The announcement of the deal came just a few months after the estate of Dahl issued a quiet apology for the “prejudiced” antisemitic positions the celebrated children’s author had regularly expressed, calling them “incomprehensible.”
“The Dahl family and the Roald Dahl Story Company deeply apologize for the lasting and understandable hurt caused by some of Roald Dahl’s statements,” read a brief statement on the official Roald Dahl website that was not publicized to news outlets or Jewish groups.
“Those prejudiced remarks are incomprehensible to us and stand in marked contrast to the man we knew and to the values at the heart of Roald Dahl’s stories, which have positively impacted young people for generations,” the statement said.
In a statement to the UK’s Sunday Times on Sunday, the Dahl family explained: “Apologizing for the words of a much-loved grandparent is a challenging thing to do, but made more difficult when the words are so hurtful to an entire community.
“We loved Roald, but we passionately disagree with his antisemitic comments,’ they added.
The debate over Dahl’s antisemitic legacy hit mainstream Hollywood in 2016 upon the release of the Steven Spielberg version of “The BFG.” At a Cannes Film Festival press conference, the Jewish director said he “wasn’t aware of any of Roald Dahl’s personal stories” before shooting the movie.
“I was focused on the story [Dahl] wrote,” said Spielberg, the creator of “Schindler’s List” and founder of the Shoah Foundation. “I had no idea of anything that was purportedly assigned to him, that he might have said,” Spielberg told journalists in Cannes.
(For an in-depth report, see Matt Lebovic’s 2016 “Was beloved children’s author Roald Dahl a raging bigot?”)
Several instances in which Dahl describes himself as antisemitic have been reported, including a 1990 interview in UK’s The Independent a few months prior to his death.
“I’m certainly anti-Israeli and I’ve become antisemitic in as much as that you get a Jewish person in another country like England strongly supporting Zionism.
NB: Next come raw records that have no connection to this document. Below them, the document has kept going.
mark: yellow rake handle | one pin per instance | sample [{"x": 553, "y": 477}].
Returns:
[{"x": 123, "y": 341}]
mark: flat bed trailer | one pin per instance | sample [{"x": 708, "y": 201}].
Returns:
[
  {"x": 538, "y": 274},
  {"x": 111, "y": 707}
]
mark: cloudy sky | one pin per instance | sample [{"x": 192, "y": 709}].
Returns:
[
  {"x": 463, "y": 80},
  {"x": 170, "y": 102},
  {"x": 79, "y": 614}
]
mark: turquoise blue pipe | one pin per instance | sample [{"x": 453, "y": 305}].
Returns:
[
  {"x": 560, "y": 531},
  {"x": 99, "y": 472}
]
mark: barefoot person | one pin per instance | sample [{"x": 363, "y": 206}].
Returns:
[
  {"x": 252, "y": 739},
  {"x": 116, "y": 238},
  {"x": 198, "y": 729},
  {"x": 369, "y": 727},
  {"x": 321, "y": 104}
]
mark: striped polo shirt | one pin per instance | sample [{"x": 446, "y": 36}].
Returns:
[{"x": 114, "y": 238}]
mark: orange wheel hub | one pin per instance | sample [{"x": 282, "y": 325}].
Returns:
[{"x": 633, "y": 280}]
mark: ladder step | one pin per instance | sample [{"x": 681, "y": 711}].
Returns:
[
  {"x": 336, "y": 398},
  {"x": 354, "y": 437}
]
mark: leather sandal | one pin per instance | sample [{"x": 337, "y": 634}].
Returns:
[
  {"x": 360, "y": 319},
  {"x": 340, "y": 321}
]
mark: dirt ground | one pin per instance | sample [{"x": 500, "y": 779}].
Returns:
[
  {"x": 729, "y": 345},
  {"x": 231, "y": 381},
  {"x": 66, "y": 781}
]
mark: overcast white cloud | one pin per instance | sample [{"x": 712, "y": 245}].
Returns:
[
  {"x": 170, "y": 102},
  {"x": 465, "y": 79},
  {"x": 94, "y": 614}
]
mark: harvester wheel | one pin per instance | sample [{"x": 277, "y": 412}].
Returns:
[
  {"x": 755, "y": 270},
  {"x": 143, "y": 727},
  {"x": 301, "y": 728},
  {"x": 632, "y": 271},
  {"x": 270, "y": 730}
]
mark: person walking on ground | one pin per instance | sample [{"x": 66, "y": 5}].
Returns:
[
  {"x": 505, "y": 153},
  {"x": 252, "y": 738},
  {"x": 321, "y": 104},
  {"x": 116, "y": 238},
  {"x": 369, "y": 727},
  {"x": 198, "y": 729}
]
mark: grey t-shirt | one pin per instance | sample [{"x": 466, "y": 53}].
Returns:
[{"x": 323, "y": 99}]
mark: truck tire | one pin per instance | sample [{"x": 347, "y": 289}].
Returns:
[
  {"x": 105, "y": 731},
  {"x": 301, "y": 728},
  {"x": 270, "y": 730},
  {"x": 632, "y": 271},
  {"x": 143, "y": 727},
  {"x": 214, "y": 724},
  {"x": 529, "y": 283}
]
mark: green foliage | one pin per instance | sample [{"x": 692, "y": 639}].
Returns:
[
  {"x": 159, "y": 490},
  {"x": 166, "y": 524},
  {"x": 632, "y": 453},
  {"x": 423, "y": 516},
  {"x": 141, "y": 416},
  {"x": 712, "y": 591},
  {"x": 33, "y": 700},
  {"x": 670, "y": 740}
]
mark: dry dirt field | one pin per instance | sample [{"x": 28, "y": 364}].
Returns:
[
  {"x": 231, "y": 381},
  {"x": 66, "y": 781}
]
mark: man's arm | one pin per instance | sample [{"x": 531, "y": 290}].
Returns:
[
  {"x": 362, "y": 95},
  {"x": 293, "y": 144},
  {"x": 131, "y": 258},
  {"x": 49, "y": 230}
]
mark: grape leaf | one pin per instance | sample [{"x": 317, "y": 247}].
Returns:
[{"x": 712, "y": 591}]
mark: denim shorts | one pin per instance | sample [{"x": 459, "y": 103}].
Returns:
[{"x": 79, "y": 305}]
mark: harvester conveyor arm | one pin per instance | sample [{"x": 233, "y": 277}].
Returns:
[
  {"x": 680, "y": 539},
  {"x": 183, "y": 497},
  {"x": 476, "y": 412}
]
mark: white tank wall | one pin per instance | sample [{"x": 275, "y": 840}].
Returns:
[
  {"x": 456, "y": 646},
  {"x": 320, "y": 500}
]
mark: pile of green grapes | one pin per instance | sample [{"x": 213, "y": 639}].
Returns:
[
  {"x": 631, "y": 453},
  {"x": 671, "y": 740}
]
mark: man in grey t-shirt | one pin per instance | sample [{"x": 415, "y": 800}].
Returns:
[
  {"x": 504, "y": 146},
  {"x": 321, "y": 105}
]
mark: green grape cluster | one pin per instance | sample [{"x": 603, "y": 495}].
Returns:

I think they should see both sides. It’s the same old thing: we all know about Jews and the rest of it,” he said.
He also made multiple comments that included anti-Jewish racism.
“There aren’t any non-Jewish publishers anywhere, they control the media – jolly clever thing to do – that’s why the president of the United States has to sell all this stuff to Israel,” said Dahl in 1990 in response to the Lebanon War.
In an interview with the New Statesman magazine in 1983, Dahl said: “There is a trait in the Jewish character that does provoke animosity… Even a stinker like Hitler didn’t just pick on them for no reason.”
Associated Press contributed to this report.